A feeling of cohesiveness, of family, is taking hold. Today a stranger approached Don on a portage and began making friendly conversation. Den looked at him then emitted one of his primal cries: “Aaagggaa!” The .stranger struggled to control his surprise and walked off hurriedly. We laughed and began making Donsounds. I realized my affections and identification were with Don; he is one of my tribe. I begin to see that group ties are not made of sameness, necessarily, but of familiarity and shared experience.

Becky, Julie and I talked last night about how our feelings about “the handicapped” are changing. We all admitted to feeling slightly apprehensive and awkward at first and communicated more from an “us” versus “them” framework. We are starting to realize that we are not necessarily “better off” if that implies “happier,” although certainly we all have our ups and downs.

Greg carries Bob to the lake and the contrast by juxtaposition is unavoidable. A strong healthy elk of a man, a wounded yearling on his back. But beyond that is the truth about Bob's life, which is that he is useful and bright and alive. Is the essence of his life much different from Greg's?

Our physical abilities are gifts, Greg comments later — gifts so fragile they cannot be expected to last forever. And they do not last. That is why the disabled chuckle when they call us “T.A.B.'s”; it means “temporarily able‐bodied.”

Day Six

Paddlers, like little kids in the back seat, have a favorite question: When will we get there? Paul likes to respond, “We are there.” After a few days you get it. Zen in the wilderness. Paddling becomes meditationa1. Dip and swing. Dip and swing. An occasional canoe glides past in the distance, but mostly it is us, the lake we drink from and move through and the silence of timelessness. Bob spells out on his board: “How could anyone want to destroy this beauty with motor boats?” We all nod. We have all become converts now; the preservation of the area is our new theology.

Things happen here. There is no struggle to find oneself, but one feels found. Don's nervous twitch disappears. Becky's depression slips away in the night. A participant on another trip went home and dismissed his attendant, feeling new confidence. A man with multiple sclerosis who had given up all hope before the trip, returned to buy a house and get married. No one will believe these things, I tell Paul. “I can't help it, it's true,” he says, shrugging.

Day Seven

The people in the Blue Water Cafe in Grand Marais stare openly at us. We are, I suppose, a motley crew. But surely the people of this gateway town to the canoe area are used to new beards and the wilderness‐dazed eyes. Oh, yes, it is the wheelchair, the cane, the talking board, the Don‐sounds. In just a week, we have absorbed these things into our camping reality along with the wet towels, the wool socks, the fishing poles and the mosquito bites. But, here, they stand out.

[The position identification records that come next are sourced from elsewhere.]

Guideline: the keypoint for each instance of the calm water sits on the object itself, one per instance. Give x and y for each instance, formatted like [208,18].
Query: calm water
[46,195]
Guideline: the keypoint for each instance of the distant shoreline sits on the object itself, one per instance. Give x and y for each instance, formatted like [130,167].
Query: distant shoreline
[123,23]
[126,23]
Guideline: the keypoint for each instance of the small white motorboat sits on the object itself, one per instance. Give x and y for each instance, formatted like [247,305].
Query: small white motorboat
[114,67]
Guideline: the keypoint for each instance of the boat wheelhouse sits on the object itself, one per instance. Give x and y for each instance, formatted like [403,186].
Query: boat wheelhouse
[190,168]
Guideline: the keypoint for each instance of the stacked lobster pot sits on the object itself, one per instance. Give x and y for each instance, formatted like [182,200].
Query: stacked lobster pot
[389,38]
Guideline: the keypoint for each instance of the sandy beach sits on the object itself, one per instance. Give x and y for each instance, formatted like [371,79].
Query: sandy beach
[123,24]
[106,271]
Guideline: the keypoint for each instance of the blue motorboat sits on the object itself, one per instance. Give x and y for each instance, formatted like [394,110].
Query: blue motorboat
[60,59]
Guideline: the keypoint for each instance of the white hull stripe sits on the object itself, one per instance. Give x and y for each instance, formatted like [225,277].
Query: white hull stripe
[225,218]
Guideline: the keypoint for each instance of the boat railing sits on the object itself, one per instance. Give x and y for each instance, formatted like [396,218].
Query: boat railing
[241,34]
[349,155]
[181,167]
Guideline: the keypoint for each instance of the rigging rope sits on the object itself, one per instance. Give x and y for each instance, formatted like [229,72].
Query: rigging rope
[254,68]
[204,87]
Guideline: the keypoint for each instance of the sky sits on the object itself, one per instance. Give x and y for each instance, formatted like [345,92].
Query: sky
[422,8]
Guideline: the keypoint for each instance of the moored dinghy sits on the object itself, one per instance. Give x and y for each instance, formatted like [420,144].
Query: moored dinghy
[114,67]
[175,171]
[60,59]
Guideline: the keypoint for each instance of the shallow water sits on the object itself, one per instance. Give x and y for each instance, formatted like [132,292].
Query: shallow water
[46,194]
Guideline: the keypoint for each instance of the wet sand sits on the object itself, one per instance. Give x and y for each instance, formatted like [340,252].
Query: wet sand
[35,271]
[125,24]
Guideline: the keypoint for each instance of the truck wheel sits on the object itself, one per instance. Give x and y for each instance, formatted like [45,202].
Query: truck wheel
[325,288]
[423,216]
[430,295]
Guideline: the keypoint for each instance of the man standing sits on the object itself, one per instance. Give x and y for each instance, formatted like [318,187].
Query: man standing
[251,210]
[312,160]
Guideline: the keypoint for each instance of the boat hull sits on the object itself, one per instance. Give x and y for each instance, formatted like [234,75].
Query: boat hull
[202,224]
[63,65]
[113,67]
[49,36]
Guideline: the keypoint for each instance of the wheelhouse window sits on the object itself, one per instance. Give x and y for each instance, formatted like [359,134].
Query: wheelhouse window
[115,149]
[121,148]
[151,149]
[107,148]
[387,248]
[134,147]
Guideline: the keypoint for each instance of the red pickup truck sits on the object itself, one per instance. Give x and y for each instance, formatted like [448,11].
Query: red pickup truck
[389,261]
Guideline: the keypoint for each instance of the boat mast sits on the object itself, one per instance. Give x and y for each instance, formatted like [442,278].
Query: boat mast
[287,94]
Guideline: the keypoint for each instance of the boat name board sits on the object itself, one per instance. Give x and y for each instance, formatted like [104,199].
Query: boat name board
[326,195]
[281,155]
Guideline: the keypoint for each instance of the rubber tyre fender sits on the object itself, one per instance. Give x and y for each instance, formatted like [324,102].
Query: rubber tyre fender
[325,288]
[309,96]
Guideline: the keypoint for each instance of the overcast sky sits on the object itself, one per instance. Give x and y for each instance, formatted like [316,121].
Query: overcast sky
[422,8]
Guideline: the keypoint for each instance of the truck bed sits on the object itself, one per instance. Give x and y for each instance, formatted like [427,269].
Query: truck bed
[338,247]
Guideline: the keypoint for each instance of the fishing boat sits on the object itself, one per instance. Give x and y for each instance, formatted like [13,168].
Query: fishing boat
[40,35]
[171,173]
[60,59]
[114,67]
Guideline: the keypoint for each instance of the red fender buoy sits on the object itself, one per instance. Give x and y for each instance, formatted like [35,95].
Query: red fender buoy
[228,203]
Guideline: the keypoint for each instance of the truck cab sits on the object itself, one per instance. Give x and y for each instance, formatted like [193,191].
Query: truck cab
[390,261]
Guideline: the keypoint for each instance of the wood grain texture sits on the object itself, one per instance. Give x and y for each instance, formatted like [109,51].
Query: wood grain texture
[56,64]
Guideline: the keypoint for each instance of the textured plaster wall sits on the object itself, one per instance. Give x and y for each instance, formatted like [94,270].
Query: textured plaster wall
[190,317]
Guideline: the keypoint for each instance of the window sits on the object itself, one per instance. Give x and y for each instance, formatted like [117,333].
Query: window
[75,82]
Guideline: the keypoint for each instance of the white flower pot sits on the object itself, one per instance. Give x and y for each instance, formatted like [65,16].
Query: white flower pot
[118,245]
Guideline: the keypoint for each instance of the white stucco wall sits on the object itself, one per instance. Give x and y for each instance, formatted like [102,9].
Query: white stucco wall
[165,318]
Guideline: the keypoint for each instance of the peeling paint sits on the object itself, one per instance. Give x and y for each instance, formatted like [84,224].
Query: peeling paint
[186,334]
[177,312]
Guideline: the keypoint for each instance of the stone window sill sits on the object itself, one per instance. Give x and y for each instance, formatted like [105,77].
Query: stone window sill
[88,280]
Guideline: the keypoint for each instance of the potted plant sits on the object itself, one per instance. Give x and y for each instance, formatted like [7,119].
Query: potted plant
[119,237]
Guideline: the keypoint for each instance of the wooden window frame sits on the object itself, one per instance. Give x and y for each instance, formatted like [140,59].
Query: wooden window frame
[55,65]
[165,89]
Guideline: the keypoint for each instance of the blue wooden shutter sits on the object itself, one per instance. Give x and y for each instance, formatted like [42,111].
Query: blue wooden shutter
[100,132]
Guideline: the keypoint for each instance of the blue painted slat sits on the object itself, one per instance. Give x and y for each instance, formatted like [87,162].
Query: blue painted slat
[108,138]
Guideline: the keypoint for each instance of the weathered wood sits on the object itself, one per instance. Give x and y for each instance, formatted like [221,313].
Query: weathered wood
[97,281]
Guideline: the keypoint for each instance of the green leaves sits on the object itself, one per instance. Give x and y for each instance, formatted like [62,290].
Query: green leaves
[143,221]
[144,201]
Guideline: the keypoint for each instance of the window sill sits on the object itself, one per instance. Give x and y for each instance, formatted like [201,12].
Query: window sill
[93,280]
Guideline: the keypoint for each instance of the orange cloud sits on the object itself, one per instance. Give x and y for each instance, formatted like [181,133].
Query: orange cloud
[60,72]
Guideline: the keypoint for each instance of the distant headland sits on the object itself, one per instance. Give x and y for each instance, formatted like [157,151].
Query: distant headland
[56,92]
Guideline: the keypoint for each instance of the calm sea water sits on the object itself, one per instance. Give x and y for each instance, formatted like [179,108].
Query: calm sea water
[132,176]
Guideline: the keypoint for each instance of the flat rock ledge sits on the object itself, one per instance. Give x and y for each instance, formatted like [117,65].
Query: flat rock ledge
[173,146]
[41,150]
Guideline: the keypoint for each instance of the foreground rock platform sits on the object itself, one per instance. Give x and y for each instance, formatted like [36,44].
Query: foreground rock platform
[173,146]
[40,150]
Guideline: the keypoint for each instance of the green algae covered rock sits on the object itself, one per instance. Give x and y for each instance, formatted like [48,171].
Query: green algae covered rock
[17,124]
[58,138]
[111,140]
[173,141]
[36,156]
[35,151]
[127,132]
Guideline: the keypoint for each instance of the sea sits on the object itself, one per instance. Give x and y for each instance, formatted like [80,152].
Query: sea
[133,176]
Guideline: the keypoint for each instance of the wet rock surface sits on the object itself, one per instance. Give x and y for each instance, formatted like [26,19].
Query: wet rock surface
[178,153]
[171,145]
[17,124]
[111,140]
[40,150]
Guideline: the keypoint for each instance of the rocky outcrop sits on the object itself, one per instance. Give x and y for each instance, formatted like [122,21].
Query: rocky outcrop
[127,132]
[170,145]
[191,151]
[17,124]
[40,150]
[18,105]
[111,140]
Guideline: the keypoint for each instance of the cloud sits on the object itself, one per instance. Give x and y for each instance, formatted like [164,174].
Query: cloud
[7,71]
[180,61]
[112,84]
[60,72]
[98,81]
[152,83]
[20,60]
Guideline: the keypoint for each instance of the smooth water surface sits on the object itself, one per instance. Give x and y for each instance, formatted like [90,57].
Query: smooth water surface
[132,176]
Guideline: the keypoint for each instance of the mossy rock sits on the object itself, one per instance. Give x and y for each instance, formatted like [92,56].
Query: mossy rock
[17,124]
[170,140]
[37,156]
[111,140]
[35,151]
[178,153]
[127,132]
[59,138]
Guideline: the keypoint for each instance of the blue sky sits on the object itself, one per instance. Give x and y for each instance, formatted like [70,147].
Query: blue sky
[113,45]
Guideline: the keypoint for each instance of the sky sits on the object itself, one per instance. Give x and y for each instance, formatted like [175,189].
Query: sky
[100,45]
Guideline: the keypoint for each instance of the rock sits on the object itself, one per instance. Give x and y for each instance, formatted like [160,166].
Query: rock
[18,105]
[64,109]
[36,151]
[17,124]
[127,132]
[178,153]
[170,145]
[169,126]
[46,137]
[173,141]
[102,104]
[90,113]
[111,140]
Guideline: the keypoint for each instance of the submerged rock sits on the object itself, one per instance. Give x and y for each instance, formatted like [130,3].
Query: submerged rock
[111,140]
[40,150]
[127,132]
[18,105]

In a few hours, we will break apart the communal packs and go individually into the evening. The knowledge that the trip is almost over sits with us at the table like an unwelcome guest. Already a few of us are wet‐eyed when Greg names Bob the recipient of the wilderness camper award — a paddle handle with our names carved in it. Bob, who has been dragged in and out of canoes like one of the backpacks and has had his privacy demolished by our interdependent living conditions, insisted today that we were mistaken. Today is Monday, not Saturday, he said on his talking board, and the trip is just beginning. A campaign worker for former United States Representative Don Fraser who fought to protect the area, Bob has yearned for a long time to see this country that so stirred him from afar. After all the strain and discomfort of the trip, he still wants more. “I wish we could stay for a month,” he says on his board.

But it is Saturday, according to the calendar on the wall here in civilization. Looking around the table at these faces I have come to know so intimately, I realize that we have been voyageurs not only through the boundary waters, but through the hearts of ourselves and of each other. It has been a voyage that has opened many new routes, and left others for future exploration. It has been a voyage that will continue long after the paddles are put away and the lingering silence of the wilderness is filled again with the noises of our lives.